アジア最大の格闘技団体「ONE Championship」、10周年記念大会として行われる「ONE X」(3月26日、シンガポール・インドアスタジアム)が迫ってきた。3部構成、全20試合というボリュームの同大会だが、若松佑弥は第3部でアドリアーノ・モラエス(ブラジル)の持つONEフライ級(61.2kg)王座に挑戦する。
会見やSNSで過度に言葉を躍らせることなく、「戦いだけで見せていきたい」と若松は集中する。
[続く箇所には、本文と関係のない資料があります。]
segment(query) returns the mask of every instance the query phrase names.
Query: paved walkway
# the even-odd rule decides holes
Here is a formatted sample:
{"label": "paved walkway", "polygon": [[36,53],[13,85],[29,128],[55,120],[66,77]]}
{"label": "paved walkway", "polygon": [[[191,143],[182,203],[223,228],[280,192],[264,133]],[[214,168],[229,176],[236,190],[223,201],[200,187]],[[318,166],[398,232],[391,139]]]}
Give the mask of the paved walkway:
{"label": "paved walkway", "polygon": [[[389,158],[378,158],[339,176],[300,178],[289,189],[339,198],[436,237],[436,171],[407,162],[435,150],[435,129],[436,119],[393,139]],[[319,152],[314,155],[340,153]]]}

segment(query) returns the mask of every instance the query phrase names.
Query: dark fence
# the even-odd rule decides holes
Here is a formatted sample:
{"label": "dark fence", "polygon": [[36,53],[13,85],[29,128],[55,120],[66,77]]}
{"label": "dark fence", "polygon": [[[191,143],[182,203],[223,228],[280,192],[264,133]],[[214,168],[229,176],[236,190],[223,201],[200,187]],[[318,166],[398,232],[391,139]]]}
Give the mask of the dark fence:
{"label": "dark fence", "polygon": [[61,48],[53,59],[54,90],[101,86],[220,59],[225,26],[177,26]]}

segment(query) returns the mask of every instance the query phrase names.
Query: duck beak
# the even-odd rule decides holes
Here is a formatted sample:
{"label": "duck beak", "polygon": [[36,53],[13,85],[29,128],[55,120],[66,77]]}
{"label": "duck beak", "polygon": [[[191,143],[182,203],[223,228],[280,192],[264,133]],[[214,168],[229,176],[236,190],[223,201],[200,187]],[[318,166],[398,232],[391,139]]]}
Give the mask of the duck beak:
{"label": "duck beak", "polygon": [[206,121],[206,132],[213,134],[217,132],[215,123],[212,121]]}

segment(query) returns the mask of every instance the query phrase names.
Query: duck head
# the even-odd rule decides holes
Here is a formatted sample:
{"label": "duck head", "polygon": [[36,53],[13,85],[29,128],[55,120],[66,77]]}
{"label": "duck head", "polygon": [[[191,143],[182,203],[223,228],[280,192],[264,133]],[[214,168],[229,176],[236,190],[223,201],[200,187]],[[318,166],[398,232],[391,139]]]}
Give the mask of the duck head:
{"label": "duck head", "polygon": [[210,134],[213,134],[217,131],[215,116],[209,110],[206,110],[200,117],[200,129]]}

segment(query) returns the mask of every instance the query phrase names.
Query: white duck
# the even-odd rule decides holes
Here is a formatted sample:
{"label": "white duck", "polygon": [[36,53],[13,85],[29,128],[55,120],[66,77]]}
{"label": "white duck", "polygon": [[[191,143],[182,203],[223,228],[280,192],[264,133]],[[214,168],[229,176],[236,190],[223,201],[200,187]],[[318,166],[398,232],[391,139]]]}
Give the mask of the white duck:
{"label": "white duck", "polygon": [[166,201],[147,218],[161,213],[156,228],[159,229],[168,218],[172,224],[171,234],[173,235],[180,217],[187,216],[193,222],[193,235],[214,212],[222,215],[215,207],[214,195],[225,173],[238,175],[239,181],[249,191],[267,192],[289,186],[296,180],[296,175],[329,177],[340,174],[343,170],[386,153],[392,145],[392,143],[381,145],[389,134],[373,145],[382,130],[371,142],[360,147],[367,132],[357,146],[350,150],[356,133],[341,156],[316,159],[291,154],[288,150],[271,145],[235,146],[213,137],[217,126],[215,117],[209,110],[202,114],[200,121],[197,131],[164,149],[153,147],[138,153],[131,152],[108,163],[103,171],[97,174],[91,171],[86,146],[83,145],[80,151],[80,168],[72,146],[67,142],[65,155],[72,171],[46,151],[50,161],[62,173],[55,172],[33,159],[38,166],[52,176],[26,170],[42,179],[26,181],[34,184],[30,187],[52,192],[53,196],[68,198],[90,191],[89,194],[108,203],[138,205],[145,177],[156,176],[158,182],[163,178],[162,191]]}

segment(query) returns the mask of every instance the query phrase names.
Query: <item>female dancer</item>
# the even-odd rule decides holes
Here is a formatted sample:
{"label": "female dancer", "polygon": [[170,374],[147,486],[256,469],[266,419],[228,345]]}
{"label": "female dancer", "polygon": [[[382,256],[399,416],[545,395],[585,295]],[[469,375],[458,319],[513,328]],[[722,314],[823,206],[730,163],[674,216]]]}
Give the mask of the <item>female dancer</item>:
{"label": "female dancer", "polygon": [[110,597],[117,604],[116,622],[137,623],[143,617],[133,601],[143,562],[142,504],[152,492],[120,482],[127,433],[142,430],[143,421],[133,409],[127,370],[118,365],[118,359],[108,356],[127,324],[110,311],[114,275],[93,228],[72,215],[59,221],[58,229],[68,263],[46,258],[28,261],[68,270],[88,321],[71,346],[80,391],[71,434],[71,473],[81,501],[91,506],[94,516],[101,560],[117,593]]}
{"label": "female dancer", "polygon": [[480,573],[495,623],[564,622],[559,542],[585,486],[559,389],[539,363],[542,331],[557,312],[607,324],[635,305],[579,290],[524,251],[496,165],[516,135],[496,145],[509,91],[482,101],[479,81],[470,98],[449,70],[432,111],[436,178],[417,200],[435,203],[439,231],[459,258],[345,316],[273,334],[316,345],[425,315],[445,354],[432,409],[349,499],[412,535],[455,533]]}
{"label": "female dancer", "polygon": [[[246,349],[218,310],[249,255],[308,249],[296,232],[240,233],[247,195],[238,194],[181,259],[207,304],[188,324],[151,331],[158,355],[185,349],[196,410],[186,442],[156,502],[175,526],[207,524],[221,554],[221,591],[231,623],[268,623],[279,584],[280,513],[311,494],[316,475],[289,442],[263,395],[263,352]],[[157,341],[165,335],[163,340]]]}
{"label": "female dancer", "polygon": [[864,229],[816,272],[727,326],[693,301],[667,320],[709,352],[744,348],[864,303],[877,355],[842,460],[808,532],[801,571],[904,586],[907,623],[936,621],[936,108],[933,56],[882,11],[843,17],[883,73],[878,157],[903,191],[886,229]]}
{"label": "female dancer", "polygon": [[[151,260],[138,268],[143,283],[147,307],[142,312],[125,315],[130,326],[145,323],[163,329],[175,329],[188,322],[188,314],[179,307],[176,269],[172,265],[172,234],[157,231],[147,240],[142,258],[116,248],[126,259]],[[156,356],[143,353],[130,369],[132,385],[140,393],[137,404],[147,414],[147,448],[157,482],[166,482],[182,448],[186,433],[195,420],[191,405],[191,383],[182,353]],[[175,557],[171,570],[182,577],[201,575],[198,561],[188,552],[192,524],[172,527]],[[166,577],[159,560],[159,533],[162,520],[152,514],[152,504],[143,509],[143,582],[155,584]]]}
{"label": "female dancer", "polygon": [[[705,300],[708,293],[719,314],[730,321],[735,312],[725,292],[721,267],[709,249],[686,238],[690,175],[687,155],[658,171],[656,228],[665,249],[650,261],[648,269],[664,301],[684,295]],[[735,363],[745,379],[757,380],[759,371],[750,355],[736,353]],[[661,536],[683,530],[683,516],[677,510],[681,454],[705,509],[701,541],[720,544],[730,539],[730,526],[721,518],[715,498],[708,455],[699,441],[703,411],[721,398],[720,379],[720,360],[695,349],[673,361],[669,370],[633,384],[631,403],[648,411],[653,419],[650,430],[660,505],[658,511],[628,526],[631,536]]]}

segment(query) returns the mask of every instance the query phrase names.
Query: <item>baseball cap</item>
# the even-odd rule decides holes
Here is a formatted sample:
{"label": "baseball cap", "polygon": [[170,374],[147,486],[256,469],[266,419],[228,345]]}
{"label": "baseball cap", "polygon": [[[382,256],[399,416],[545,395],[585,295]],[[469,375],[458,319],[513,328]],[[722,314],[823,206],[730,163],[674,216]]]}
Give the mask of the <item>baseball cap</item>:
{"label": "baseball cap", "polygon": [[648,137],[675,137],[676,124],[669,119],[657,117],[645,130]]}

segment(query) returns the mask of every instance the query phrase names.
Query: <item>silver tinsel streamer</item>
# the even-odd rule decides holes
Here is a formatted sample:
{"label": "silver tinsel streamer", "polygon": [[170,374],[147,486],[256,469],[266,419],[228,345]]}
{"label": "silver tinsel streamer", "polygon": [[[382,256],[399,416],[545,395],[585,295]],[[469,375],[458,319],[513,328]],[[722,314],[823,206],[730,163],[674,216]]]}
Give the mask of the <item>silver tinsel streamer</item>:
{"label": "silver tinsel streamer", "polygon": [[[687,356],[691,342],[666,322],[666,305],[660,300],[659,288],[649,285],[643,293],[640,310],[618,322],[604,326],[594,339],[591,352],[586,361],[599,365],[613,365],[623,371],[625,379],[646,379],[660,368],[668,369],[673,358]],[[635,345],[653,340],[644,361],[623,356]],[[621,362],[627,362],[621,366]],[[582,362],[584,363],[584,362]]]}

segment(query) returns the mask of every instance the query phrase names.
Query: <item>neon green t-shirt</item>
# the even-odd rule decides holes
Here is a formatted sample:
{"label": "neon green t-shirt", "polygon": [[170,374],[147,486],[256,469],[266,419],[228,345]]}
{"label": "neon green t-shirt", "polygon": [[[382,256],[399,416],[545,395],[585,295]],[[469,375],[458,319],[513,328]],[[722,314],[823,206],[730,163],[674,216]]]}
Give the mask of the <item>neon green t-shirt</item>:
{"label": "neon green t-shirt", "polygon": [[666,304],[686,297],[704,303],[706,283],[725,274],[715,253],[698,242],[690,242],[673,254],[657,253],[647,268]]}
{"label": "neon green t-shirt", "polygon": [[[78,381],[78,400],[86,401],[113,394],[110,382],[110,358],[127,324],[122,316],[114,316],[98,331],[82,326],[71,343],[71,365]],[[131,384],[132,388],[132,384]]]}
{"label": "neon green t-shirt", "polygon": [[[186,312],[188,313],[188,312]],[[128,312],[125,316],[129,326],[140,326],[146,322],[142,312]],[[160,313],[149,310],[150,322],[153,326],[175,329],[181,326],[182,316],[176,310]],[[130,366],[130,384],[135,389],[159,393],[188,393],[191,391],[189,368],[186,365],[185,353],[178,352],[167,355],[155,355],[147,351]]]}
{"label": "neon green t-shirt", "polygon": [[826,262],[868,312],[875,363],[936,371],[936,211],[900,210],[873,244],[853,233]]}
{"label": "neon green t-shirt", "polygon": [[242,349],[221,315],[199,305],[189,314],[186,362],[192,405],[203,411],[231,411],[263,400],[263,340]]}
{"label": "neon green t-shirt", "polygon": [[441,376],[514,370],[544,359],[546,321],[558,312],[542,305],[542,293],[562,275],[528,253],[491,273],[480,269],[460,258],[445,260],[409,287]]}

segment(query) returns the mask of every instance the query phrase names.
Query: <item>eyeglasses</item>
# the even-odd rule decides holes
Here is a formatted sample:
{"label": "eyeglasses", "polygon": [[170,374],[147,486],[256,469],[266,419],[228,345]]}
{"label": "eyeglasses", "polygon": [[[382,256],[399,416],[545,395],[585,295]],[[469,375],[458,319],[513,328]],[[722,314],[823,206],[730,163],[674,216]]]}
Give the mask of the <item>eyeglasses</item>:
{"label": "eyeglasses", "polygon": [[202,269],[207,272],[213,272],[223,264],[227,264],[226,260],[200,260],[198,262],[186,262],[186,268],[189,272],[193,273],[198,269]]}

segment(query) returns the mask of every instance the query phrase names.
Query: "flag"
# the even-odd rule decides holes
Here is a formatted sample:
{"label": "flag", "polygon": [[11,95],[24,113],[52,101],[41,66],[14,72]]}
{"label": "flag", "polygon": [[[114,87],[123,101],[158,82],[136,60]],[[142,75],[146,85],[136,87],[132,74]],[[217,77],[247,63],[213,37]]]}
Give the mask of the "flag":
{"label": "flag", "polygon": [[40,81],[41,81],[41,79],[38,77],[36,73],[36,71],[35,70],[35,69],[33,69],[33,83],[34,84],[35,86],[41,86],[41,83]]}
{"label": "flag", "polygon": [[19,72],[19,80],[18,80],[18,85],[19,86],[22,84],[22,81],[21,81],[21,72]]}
「すごく危険な相手で、打撃と寝技が違うだけで僕と同じっすね。僕がストライキングだとしたらあっちはグラップラーで。でも総合格闘技の頂点に立っているので、打撃ももちろんできて危ない打撃を持っているので、本当に“強い生物”として見ています。世界の61.2kgでトップの選手だと僕は思ってます」
ベルトを持つモラエスを若松はそんな風に評する。孤児として育ったモラエスは養子に引き取られ、柔道、カポエイラ、柔術を学んで成長。総合格闘技に進んで2011年9月にデビューするとONEには13年11月から出場し、翌14年9月に初代フライ級王者となる。同王座はその後譲り渡したこともあったが、その度に返り咲きして第3代・第5代王者となり、昨年4月にはUFC王座を11度守った“DJ”ことデメトリアス・ジョンソンを撃破。(第5代王者として)初防衛を成し遂げ、2度目の防衛で若松を迎え撃つ。
「まさかKOだったのでウォォッ!ってなりましたけど、僕は『モラエスが(DJに)勝つ』ってずっと言っていたので“ナイス、やってくれた”っていう感じでした。UFCはスゴいってみんな言うけど、61.2kgのフライ級はアジア人が一番人口が多い、ONEの階級だと思うので、フライ級はONEが最強だと自信を持ってます。だからモラエスはONEの王者として、それを世界に広めてくれたっていう。だから自分も“ここで戦っていてよかった”っていうのはあります」
若松自身は19年3月にDJと対戦し敗れるも、そこから元ONEフライ級王者であるジェヘ・ユスターキオを初回KOするなど5連勝。王座挑戦を手繰り寄せた。